As is also always the case in Dickens, the two plots finally converge, both personally and around the Jarndyce case. As it unfolds we are treated to the shenanigans of some of the most memorable characters in all of literature—not just power-hungry Tulkinghorn, unjaundiced Jarndyce, mysterious Lady Dedlock, and flighty Miss Flite, with her collection of caged birds ( to be "freed on the day of Judgment"), but so many others as well: Mr. Guppy (a small-fry lawyer swimming with sharks) who takes a fancy to Esther; Mr. Krook, Miss Flite’s crooked landlord, who is addicted to collecting other people’s stuff almost as much as he is to swilling gin, and may therefore be sitting on the answers to a whole lot of questions; Smallweed, the paralytic moneylender who loves to make mischief whilst being carried around on a litter like an Eastern potentate. (In a hilarious if a little disgusting motif, Smallweed is forever yelling at his subservient granddaughter to give his vertebrae a nice cracking: "Shake me up, Judy!?" he cries); Mr. Skimpole, the gentlemanly freeloader who sponges off Jarndyce (and anyone else who comes in his path) with the excuse that he is too innocent for the wicked ways of the world: "I’m a child," he insists, "a mere child!" In a book in which children are constantly having to take on the responsibilities of adults because the adults are constantly acting like children, Skimpole’s childlike (or not) "innocence" includes abandoning his own wife and children to their devices, while living the good life himself at others’ expense. Not to mention, taking bribes from lawyers wanting an introduction to the Wards in Jarndyce.
To sort all these folks out comes Mr. Bucket, the deceptively plodding police inspector investigating two different but related deaths occuring in the book.
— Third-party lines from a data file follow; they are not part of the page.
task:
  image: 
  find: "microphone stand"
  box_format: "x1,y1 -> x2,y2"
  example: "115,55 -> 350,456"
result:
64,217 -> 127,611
Bucket’s unassuming air, rumpled clothes, social missteps, and seemingly offhand approach to sleuthing were surely something of a model for TV?s famous Detective Columbo.
Speaking of Inspector Bucket and sleuthing, this case-solving sub-plot of the sprawling Bleak House holds the distinction, in literary history, of being one of the earliest and most formative examples of "detective fiction" in English literature, right after Edgar Allan Poe and his three famous (and genre-creating) detective novels set in France, starring Auguste Dupin.
I won’t, of course, give away how any of this wonderfully absorbing but occasionally devastating tale unfolds, but please don’t let the sheer size of Bleak House put you off: The "payoffs" in this doorstopper, with its indelible cast of characters, are well worth all the pages Dickens uses to set them up. There is, after all, a reason this book is considered, not only a classic, but one of Dickens’ finest.
Just don’ expect to come away from Bleak House with tender feelings toward the legal profession.
(P.S. The BBC, known for its excellent adaptations of classic literary works, completely outdid itself in 2006 with one of the finest TV adaptations ever filmed. If nothing else, familiarize yourself with this classic tale by means of the Beeb!)